While the term genocide was first introduced after the Holocaust in 1949, charges of genocide and genocidal intent continue to arise from conflicts that are regularly headline news. Even amid ongoing wars and persecution, the legal bar for establishing genocidal intent is difficult to meet, and establishing international consensus about whether genocide is taking place has proven difficult

As we sit with the strong emotions that investigations of genocide elicit, there is also an important opportunity to think critically about the specific historical and contemporary conditions under which genocide has occurred.

Below are 8 classroom resources that educators can use to unite head, heart, and conscience in their instruction on genocides past and present.


Historical Resources

Holocaust and Human Behavior
Holocaust and Human Behavior is a program for middle and high school that engages students and teachers in a study of the Holocaust through the lens of human behavior. Students make the essential connection between history and themselves. By using the book of readings, primary sources and professional development, teachers take students on a journey through profound questions about human behavior. Originally published 40 years ago, it was updated in 2016 to reflect the latest scholarship on the Holocaust.

Totally Unofficial: Raphael Lemkin and the Genocide Convention
Born in 1900, Raphael Lemkin devoted most of his life to a single goal: making the world understand and recognize a crime so horrific that there was not even a word for it. Lemkin took a step toward his goal in 1944 when he coined the word "genocide." In 1948, the newly formed United Nations used this new word in the Convention on the Prevention and Punishment of the Crime of Genocide, a treaty that was intended to prevent any future genocides. This case study of Raphael Lemkin challenges us to think about what it will take for individuals, groups, and nations to take up Lemkin's challenge.

Teaching Night
This book helps educators lead students through a reading of Night that promotes their literacy skills, deepens their historical understanding of the Holocaust, and fosters social-emotional competencies like empathy. Our guide to the memoir offers classroom-ready activities and a rich collection of media that take students on an exploration of these central questions.

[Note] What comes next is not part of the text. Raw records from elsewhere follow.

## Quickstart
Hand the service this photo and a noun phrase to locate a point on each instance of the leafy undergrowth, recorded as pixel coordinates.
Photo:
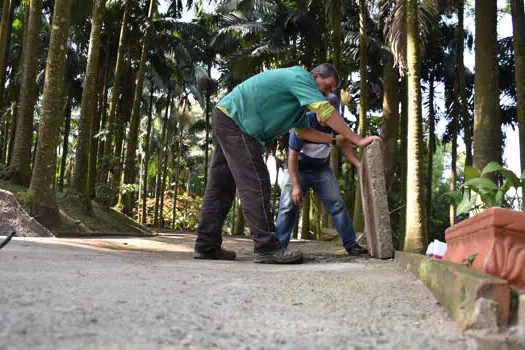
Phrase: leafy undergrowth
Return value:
(75, 222)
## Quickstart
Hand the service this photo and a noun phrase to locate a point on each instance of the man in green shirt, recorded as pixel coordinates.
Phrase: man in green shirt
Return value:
(263, 107)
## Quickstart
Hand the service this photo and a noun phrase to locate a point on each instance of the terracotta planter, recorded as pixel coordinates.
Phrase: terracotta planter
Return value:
(498, 236)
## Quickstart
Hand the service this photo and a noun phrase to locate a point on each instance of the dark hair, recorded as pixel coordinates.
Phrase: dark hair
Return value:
(326, 70)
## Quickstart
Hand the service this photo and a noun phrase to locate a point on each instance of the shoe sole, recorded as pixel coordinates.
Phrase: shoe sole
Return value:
(274, 260)
(211, 257)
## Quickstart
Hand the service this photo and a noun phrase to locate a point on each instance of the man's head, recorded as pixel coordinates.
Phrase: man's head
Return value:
(326, 77)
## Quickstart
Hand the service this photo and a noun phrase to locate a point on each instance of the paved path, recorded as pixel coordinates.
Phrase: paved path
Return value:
(149, 293)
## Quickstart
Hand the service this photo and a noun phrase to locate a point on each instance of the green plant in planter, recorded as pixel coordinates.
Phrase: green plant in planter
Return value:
(479, 192)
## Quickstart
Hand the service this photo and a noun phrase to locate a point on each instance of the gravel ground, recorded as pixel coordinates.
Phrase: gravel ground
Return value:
(142, 293)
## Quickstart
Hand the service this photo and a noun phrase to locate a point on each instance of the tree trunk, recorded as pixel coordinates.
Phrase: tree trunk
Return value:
(453, 156)
(88, 110)
(431, 147)
(21, 158)
(518, 24)
(65, 145)
(177, 167)
(146, 157)
(115, 95)
(305, 215)
(486, 99)
(390, 125)
(403, 155)
(359, 221)
(462, 86)
(41, 194)
(158, 182)
(129, 166)
(416, 236)
(163, 187)
(94, 150)
(5, 26)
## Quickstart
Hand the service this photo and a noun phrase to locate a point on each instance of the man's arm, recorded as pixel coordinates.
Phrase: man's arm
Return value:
(336, 122)
(329, 115)
(293, 170)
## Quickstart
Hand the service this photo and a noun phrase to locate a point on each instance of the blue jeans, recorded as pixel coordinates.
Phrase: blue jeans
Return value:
(322, 180)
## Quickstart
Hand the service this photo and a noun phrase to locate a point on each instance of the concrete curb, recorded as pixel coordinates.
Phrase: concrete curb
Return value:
(474, 299)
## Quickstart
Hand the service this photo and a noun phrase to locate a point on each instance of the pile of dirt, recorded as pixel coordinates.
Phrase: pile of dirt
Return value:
(14, 217)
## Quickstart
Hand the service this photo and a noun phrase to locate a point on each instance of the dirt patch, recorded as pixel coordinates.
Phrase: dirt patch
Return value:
(14, 217)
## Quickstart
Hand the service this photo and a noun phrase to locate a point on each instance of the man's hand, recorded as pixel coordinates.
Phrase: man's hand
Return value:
(368, 140)
(297, 195)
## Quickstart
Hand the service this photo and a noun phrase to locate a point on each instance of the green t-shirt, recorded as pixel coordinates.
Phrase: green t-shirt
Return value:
(270, 103)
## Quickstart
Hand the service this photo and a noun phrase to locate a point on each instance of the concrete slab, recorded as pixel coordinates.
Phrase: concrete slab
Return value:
(375, 203)
(474, 299)
(148, 293)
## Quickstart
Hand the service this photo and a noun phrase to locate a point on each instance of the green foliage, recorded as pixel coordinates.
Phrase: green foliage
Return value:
(187, 211)
(106, 192)
(484, 192)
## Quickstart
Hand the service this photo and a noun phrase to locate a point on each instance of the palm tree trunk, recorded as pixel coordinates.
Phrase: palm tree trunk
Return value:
(163, 187)
(462, 86)
(21, 157)
(207, 141)
(177, 173)
(158, 182)
(41, 194)
(518, 23)
(453, 159)
(336, 60)
(147, 152)
(416, 236)
(431, 147)
(359, 221)
(486, 99)
(239, 223)
(305, 215)
(94, 150)
(115, 94)
(65, 145)
(390, 125)
(5, 28)
(129, 166)
(88, 110)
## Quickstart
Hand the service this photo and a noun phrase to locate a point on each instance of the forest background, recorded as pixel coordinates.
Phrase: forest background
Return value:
(108, 103)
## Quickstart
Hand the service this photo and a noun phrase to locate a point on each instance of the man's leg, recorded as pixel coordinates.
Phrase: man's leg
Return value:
(217, 201)
(287, 211)
(328, 191)
(245, 160)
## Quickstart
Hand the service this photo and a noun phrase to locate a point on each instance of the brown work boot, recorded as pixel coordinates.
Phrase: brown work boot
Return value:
(217, 254)
(278, 256)
(357, 250)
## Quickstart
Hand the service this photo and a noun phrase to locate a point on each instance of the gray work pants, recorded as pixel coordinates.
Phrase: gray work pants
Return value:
(236, 162)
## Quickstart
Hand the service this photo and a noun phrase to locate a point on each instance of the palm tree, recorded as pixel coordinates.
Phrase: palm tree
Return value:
(88, 110)
(21, 158)
(115, 94)
(5, 25)
(486, 99)
(359, 222)
(41, 194)
(462, 86)
(415, 235)
(126, 200)
(518, 23)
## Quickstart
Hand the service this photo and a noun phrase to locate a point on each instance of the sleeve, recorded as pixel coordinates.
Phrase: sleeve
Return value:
(303, 87)
(323, 109)
(334, 101)
(295, 142)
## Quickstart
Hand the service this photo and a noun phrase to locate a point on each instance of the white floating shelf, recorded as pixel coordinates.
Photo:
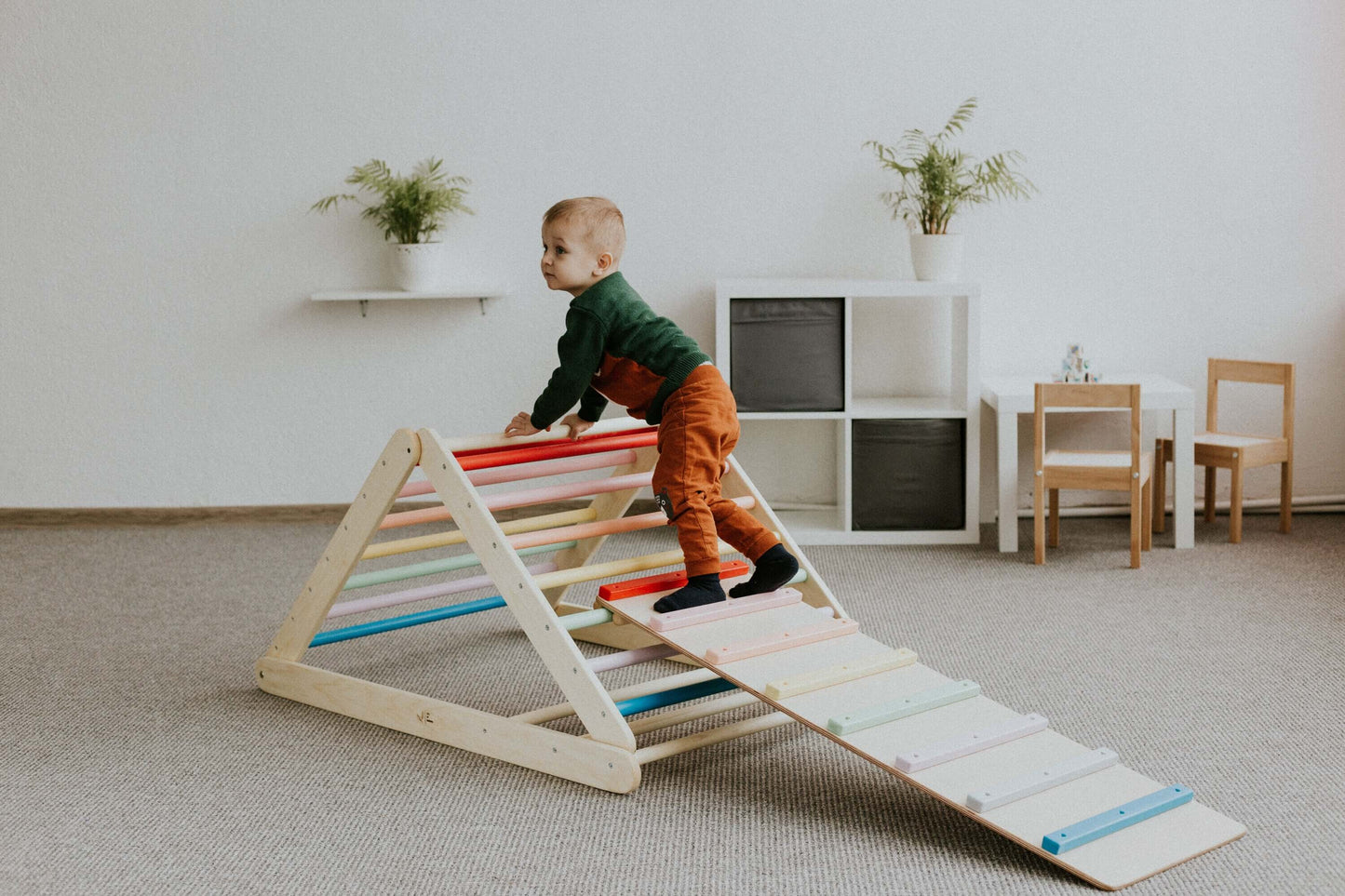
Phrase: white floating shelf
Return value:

Crimes Against Humanity and Civilization: The Genocide of the Armenians
This series of eight lessons is organized as a mini-unit for teaching the Armenian Genocide.

The Nanjing Atrocities: Crimes of War
The Nanjing Atrocities: Crimes of War details the events unfolding in China and Japan in the years leading up to World War II in East Asia, and the Japanese occupation of the city of Nanjing, China, in 1937. Following our guiding scope and sequence, this resource lays a broad framework and contains an in-depth examination of the war crimes known today as the Nanjing Atrocities.

Contemporary Resources

What Is Genocide?
Since 2022, charges of genocide and genocidal intent have arisen from conflicts that are regularly front page news. Coined as a moral and legal concept and codified as an international crime in the aftermath of World War II and the Holocaust, genocide is considered among the most serious offenses that a government, military, or other organized group can commit. Use this explainer to help students understand the meaning, gravity, and history of the concept and crime of genocide as well as the international laws and organizations that were created to prevent and prosecute it.

The Psychology of Genocidal Behavior
In this video, psychologist James Edward Waller brings a psychological lens to understanding why people commit genocidal acts.

Human Rights in the News
On December 10, 1948, the United Nations adopted the Universal Declaration of Human Rights (UDHR), a historic commitment to universal rights. In this Teaching Idea, students use the UDHR as a framework for understanding both the progress that has been made since 1948 and the areas where we continue to fall short in protecting and promoting human rights. This analysis can inspire and motivate students to dedicate themselves to the cause of human rights worldwide by promoting them in the “small places close to home,” which is where, according to Eleanor Roosevelt, they begin.